My brother called me; he was stuck somewhere in the Midwest on a business trip. Friends called too. You would think as a Wall Street Journal editor back then I’d have turned on the TV, or checked in with the newsroom. But I didn’t. All I recall is pacing in my apartment, with a strange sensation that approached panic. And closing the door to the deck, to shut out the sirens.
This was my adult introduction to a so-called black swan event. Ancient Romans believed black swans didn’t exist, so they coined the term to describe something extremely rare. In the late 1600s, after the Dutch discovered black swans living in the wild, the phrase gradually acquired the meaning it has today: a truly jarring, world-shattering moment that—in retrospect—we should have seen coming. We think of black swan events, like the 2008 financial crisis or the COVID-19 pandemic, as extraordinarily rare.
According to Korn Ferry’s own Miriam Nelson, who’s both a PhD in industrial/organizational psychology and a leader in our North America Assessment and Succession practice, these events can affect our body chemistry and thinking.

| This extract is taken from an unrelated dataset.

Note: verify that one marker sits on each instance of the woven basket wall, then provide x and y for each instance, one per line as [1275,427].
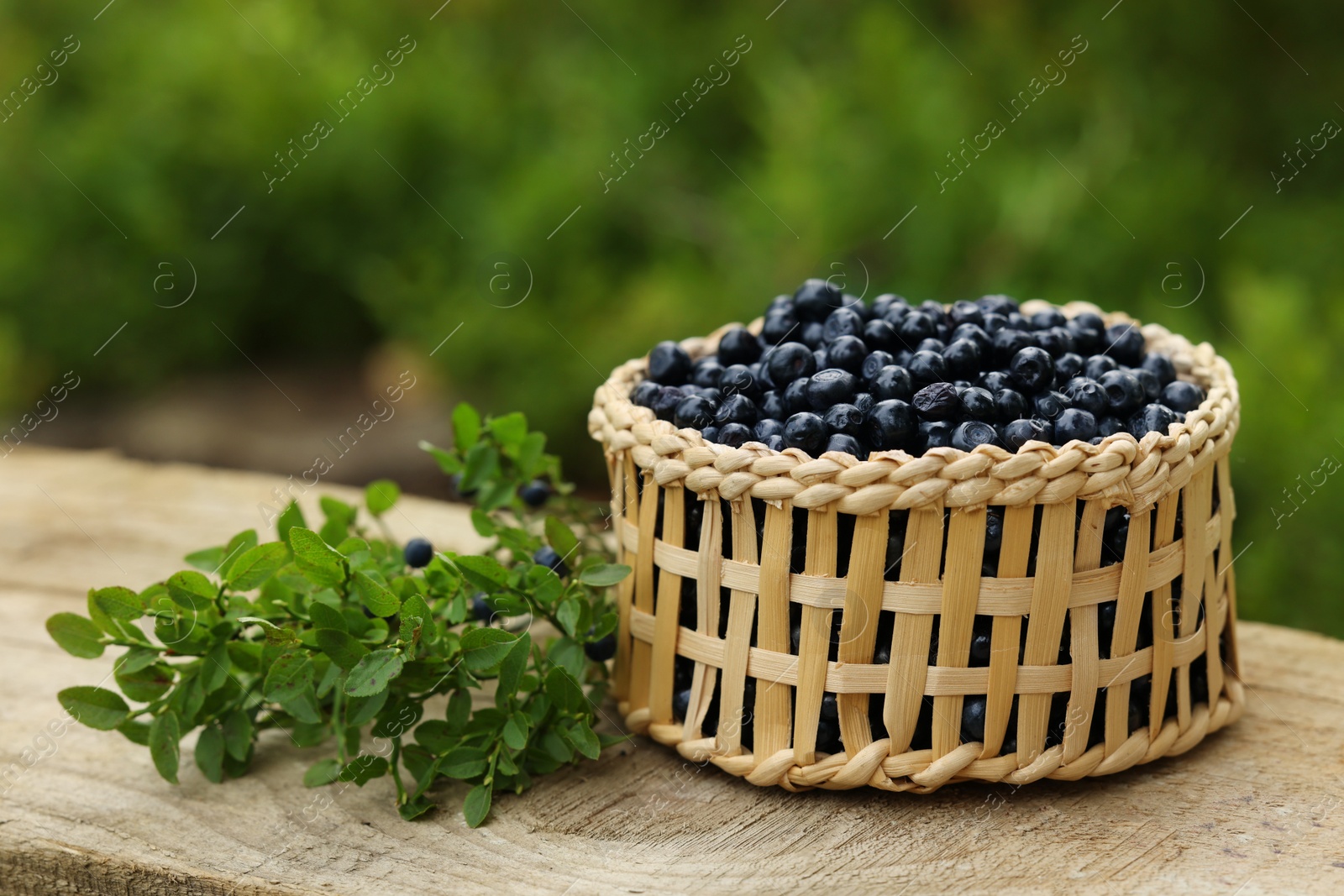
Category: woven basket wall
[738,551]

They can actually raise our cortisol levels and speed up our heartbeat. “Our cognitive functioning is legitimately compromised. It can hurt our ability to think long term,” Nelson says. “It’s something both physical and emotional.” To this I can relate: One day, you’re one way; the next day, you’re different, and nothing feels the same.

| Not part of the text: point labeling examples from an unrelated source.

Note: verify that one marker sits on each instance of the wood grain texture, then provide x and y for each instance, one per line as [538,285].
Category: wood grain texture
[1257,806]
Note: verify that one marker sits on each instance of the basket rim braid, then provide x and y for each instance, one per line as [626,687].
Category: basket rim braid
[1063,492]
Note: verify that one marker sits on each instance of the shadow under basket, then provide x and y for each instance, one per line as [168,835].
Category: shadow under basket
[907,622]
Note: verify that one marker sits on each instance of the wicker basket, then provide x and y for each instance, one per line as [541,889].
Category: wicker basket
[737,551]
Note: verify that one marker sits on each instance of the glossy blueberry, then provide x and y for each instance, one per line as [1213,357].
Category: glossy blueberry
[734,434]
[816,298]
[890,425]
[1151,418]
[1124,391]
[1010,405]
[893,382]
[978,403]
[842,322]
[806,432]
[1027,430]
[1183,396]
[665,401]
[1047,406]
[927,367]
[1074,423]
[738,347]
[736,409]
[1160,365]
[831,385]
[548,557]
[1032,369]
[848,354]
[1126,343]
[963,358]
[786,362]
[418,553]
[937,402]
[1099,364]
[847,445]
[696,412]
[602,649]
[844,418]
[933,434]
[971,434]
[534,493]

I mention all of this because we recently published an article in our This Week in Leadership email— “Beware the Black Swan”—that explored whether these events are becoming more common. Certainly, April’s stunning tariffs announcement and two-day market collapse looked and felt like a black swan event to many people. And if we consider recent wars or jumps in inflation, black swan events do seem to be happening more frequently. To me, a key—and dreadful—component of these events is how, according to some experts, their “suddenness” can seem so predictable in hindsight. It creates something many other jarring moments do not: a terrible sense of regret. I should have done this, I should have done that.
I firmly believe that leaders today need a special set of skills to get through such events. To make the right calls, even as others question them. To recognize the changes in our body and emotions, and to find ways to remain calm and look ahead. To not let the blaring sirens in our heads take over.